The board did not explicitly mention Bewsee’s standing decision, but Markey suggested that in making a ruling on the merits, the board had implicitly rejected questions of standing. “I’m delighted by their decision,” Markey added. Sue Reid, Massachusetts Director of the Conservation Law Foundation called the ruling “terrific.” Her group, which offered testimony at the special permit revocation hearing May and is involved in the air quality appeal before the DEP, vowed to continue to monitor the process.
Within twenty-four hours of the ruling, the Republican reported that PRE does intend to appeal. However in the same article, City Solicitor Ed Pikula, who had been criticized throughout the process for his legal opinions, suggested that the decision of the ZBA exhausted the administrative appeals and that the city would stand by that decision. This solved a potential problem regarding the City Council’s ability to pay for appeals if it had lost before the ZBA or before a lower court. A suit in superior court will likely name the city’s zoning board of appeals as the lead defendant.

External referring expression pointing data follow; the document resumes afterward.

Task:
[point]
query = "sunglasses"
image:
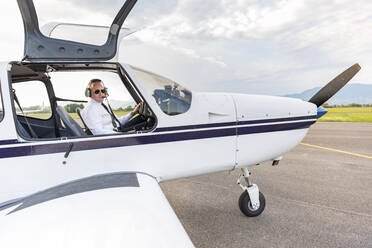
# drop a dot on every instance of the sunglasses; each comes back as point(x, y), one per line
point(97, 91)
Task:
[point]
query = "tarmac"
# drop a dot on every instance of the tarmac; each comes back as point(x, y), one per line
point(318, 196)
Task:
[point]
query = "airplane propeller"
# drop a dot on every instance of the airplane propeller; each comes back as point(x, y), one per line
point(335, 85)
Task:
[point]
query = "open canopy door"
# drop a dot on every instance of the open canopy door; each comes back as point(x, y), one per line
point(39, 47)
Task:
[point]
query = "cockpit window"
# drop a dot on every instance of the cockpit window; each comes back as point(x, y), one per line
point(172, 98)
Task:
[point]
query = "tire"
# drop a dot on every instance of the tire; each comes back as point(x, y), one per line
point(245, 205)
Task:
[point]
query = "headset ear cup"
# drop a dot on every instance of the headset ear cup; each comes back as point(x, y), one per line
point(88, 92)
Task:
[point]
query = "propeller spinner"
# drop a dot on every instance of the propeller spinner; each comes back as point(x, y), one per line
point(335, 85)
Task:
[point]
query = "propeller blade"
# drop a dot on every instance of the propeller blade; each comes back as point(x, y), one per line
point(335, 85)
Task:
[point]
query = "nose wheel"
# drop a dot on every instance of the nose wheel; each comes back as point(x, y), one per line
point(251, 201)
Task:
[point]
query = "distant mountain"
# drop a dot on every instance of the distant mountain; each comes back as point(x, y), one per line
point(351, 93)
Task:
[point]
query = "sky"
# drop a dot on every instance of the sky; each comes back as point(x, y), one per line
point(248, 46)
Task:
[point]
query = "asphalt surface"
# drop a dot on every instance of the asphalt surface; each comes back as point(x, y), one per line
point(314, 197)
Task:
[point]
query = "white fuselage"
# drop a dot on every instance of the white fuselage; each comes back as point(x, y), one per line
point(220, 131)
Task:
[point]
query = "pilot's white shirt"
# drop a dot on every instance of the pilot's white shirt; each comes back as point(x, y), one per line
point(99, 120)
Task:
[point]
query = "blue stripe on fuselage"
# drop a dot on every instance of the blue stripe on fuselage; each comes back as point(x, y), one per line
point(35, 149)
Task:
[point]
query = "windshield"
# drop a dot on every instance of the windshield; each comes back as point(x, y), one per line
point(172, 98)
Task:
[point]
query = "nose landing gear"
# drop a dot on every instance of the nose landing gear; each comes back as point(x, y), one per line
point(251, 201)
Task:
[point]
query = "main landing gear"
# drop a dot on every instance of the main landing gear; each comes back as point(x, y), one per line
point(251, 201)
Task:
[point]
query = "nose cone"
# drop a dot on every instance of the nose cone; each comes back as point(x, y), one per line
point(321, 111)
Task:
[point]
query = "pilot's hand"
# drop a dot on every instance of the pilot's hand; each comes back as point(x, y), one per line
point(136, 109)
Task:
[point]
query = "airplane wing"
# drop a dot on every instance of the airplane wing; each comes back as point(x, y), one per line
point(110, 210)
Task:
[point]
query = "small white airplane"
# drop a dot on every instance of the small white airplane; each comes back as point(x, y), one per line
point(60, 187)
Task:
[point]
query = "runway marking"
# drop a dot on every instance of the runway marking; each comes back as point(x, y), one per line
point(336, 150)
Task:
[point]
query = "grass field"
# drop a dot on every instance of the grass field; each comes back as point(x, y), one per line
point(348, 114)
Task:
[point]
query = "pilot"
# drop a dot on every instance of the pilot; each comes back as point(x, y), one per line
point(97, 115)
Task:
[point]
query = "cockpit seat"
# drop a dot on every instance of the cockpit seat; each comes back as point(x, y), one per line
point(87, 130)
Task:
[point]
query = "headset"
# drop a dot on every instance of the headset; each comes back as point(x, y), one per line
point(88, 90)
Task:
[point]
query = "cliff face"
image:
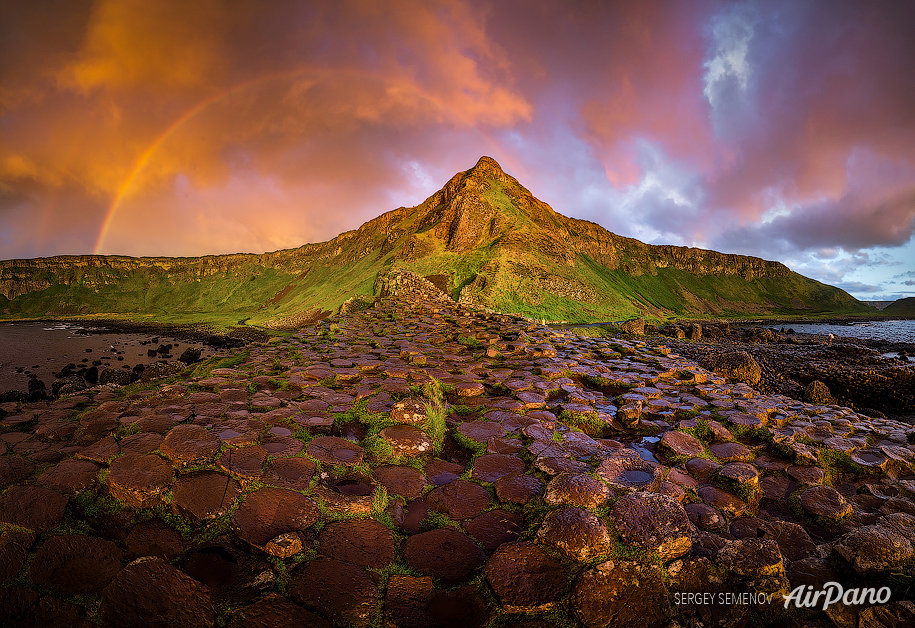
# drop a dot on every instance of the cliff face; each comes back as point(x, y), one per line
point(484, 235)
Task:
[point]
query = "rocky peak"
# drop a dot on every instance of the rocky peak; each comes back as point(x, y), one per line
point(487, 168)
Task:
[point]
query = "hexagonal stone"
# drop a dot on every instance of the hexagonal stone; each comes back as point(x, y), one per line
point(405, 481)
point(705, 517)
point(680, 444)
point(32, 507)
point(282, 446)
point(204, 495)
point(149, 593)
point(14, 547)
point(459, 499)
point(409, 412)
point(70, 476)
point(491, 467)
point(517, 488)
point(776, 487)
point(740, 473)
point(245, 461)
point(343, 592)
point(621, 593)
point(412, 602)
point(870, 458)
point(73, 563)
point(143, 443)
point(731, 452)
point(139, 480)
point(154, 538)
point(275, 611)
point(494, 527)
point(294, 473)
point(810, 571)
point(440, 472)
point(792, 539)
point(576, 533)
point(725, 502)
point(335, 450)
point(702, 468)
point(874, 549)
point(825, 501)
point(444, 553)
point(407, 440)
point(102, 451)
point(655, 522)
point(270, 512)
point(630, 473)
point(811, 476)
point(752, 558)
point(468, 389)
point(525, 578)
point(364, 542)
point(577, 489)
point(481, 431)
point(188, 444)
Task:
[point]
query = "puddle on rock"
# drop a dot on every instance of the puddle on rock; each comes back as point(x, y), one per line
point(642, 448)
point(637, 477)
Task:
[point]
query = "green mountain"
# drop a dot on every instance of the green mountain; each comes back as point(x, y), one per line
point(901, 307)
point(483, 239)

Because the Bewsee petition was decided on the merits, with the council’s standing in little doubt it is fair to say that the council’s petition to overturn the permit would be likewise granted. The council continued its petition to reserve the right to make its appeal within ninety days while councilors considered their legal options. Allowing their right of appeal to lapse could be catastrophic if the Bewsee petition is turned back on issues of standing by a superior or an appellate court.
For now, however, PRE has no right to build anything on its property for this project. While it technically does have its air permit, it lacks any special or not-so special permits from the city. More legal battles are ahead, but those familiar with the law note that favorable ruling from the administrative body for the appellants makes PRE’s case considerably tougher. They will need to prove to a court that the ZBA’s decision was unreasonable in light of the evidence not whether it was the right decision.
Still opponents of the plant were ecstatic. A smile overtook the face of Ward 7 Councilor Tim Allen when asked for his reaction to the ruling. “I’m thrilled,” he said shortly after phoning the decision into Councilor Lysak who had to leave before the board ruled. “I’m glad that all of the points of view were heard and that this is the decision,” he continued. Asked about whether the new zoning ordinance that Allen had worked on over the last term could correct some of the ambiguities that PRE’s attorney exploited, Allen was non-comittal. In general, he admitted, without referring to any passages that may or may not relate to biomass “the new zoning ordinance is much clearer” and he expected a vote on it this year.
Speaking about the board’s decision, Allen who endured a rough start to this year on the council, waxed a little romantic and noted the groundswell of activism from residents and the support they gave to councilors opposing the plant. “This is a strong example of how democracies are supposed to work,” he said.